Genetic engineering techniques allow for the introduction of new traits as well as greater control over traits when compared to previous methods, such as selective breeding and mutation breeding. In the United States, the large portion of food produced is from Genetic Engineering. In 2001, over 65% of the soybeans and over 25% of the corn grown in this country were genetically modified (Lessick). Biotechnicians have created fruits and vegetables that have disease, insect and herbicide resistance. For example, Papayas were genetically modified to resist the ringspot virus, which primarily affects the papaya trees. Unlike conventional breeding, in which new assortments of genes are created at random, Genetic Engineering allows specific genes to be identified, isolated, copied and introduced into other organisms in much more direct and controlled ways (Jones). Genetic Modification makes it possible to introduce foreign genes into crop plants and express these in specific tissues such as roots or leaves and not in others. This would highly likely improve crop protection against pests that attack only roots or leaves (Jones). GM technology can help to breed food crops with higher contents of micronutrients; a case in point is Golden Rice with provitamin A in the grain (Qaim).
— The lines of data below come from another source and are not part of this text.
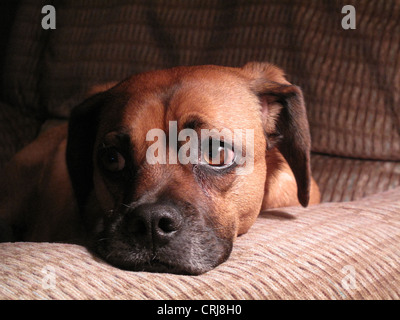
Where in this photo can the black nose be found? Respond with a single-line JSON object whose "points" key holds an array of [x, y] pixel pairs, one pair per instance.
{"points": [[153, 224]]}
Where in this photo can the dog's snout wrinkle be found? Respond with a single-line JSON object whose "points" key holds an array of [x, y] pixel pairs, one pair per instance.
{"points": [[153, 225]]}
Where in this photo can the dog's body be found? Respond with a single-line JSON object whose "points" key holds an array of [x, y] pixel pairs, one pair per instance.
{"points": [[90, 182]]}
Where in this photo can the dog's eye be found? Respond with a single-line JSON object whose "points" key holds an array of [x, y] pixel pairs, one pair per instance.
{"points": [[219, 154], [112, 160]]}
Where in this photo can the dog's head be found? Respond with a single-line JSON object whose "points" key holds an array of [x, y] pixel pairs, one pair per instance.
{"points": [[168, 167]]}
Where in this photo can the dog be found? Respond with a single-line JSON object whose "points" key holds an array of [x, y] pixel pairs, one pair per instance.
{"points": [[91, 182]]}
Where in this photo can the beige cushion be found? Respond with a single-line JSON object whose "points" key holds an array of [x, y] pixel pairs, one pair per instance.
{"points": [[329, 251]]}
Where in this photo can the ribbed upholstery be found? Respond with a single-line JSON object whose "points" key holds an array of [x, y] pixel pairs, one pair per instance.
{"points": [[330, 251], [346, 179], [350, 78], [351, 84]]}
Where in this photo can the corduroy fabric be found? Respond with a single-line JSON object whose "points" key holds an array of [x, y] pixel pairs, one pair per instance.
{"points": [[347, 179], [350, 78], [329, 251]]}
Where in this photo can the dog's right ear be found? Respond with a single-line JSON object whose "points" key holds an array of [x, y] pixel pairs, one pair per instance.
{"points": [[82, 130]]}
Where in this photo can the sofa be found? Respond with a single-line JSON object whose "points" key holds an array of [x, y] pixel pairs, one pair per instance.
{"points": [[347, 247]]}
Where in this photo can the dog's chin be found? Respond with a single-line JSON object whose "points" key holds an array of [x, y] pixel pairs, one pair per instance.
{"points": [[183, 258]]}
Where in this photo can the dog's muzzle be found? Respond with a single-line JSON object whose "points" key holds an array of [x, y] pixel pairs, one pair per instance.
{"points": [[162, 237]]}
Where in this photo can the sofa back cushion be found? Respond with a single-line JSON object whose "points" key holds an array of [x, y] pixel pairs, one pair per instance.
{"points": [[350, 78]]}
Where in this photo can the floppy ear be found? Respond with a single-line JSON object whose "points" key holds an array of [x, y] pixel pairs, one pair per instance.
{"points": [[285, 122], [82, 131]]}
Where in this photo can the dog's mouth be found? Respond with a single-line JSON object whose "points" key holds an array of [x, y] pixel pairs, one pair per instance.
{"points": [[189, 253], [167, 260]]}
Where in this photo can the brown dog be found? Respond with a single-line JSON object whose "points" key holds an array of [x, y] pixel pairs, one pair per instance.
{"points": [[98, 186]]}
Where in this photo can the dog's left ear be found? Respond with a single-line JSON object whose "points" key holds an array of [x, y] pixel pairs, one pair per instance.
{"points": [[285, 121]]}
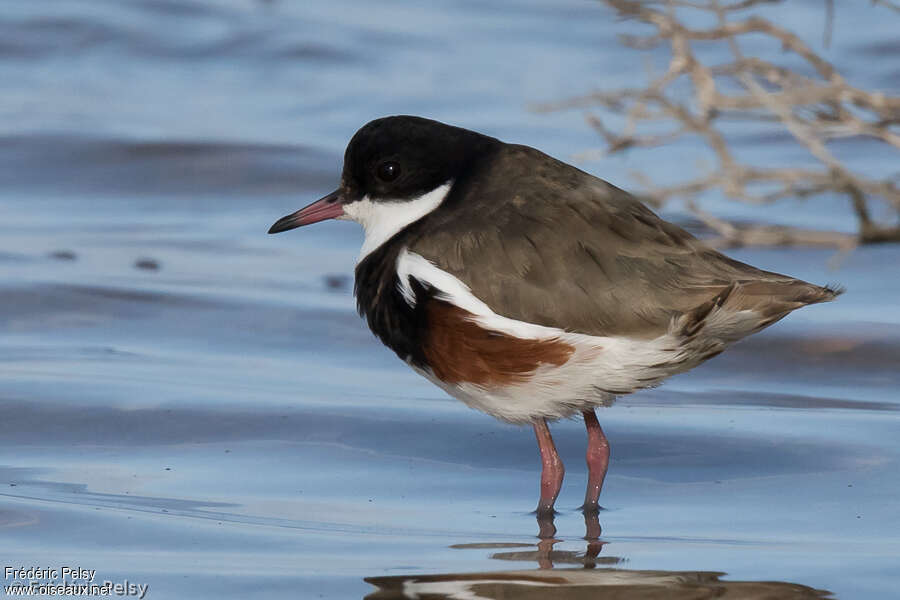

Genetically Modified crops can improve nutrition content. Genetic Modifications add pest resistance and weather resistance to GMO crops. Through a process called pharming, it is possible to produce certain proteins and vaccines, along with other pharmaceutical goods, because of the use of genetic modifications. This practice offers cheaper methods of improving personal health and could change how certain medications are provided to patients in the future (Jones). The Food and Agriculture Organization of the United Nations states that one of the positives of GMOs is that farmers can produce more nutritious food. Many foods are in the works for bio-fortification for this reason. Rice, for example, feeds 50 percent of the world’s population, so genetically modifying rice to have more vitamin A would reduce vitamin A deficiency in developing countries. In 2015, 94% of soybean acreage in the U.S. was genetically modified to be glyphosate-tolerant (Jones). Glyphosate is a herbicide that is widely used to kill weed, broadleaf plants, and grasses. The World Health Organization identified to glyphosate to be one of the causes of cancer in human. The Soybean produced through genetic modification is designed to be tolerant to this herbicide, therefore, it would reduce the risk of cancer. These bacterial antibiotic resistant genes that were introduced to into GM Plants as a selection marker for their primary transformation. US Food and Drug Administration has accepted arguments that these antibiotic resistant do not compromise safety.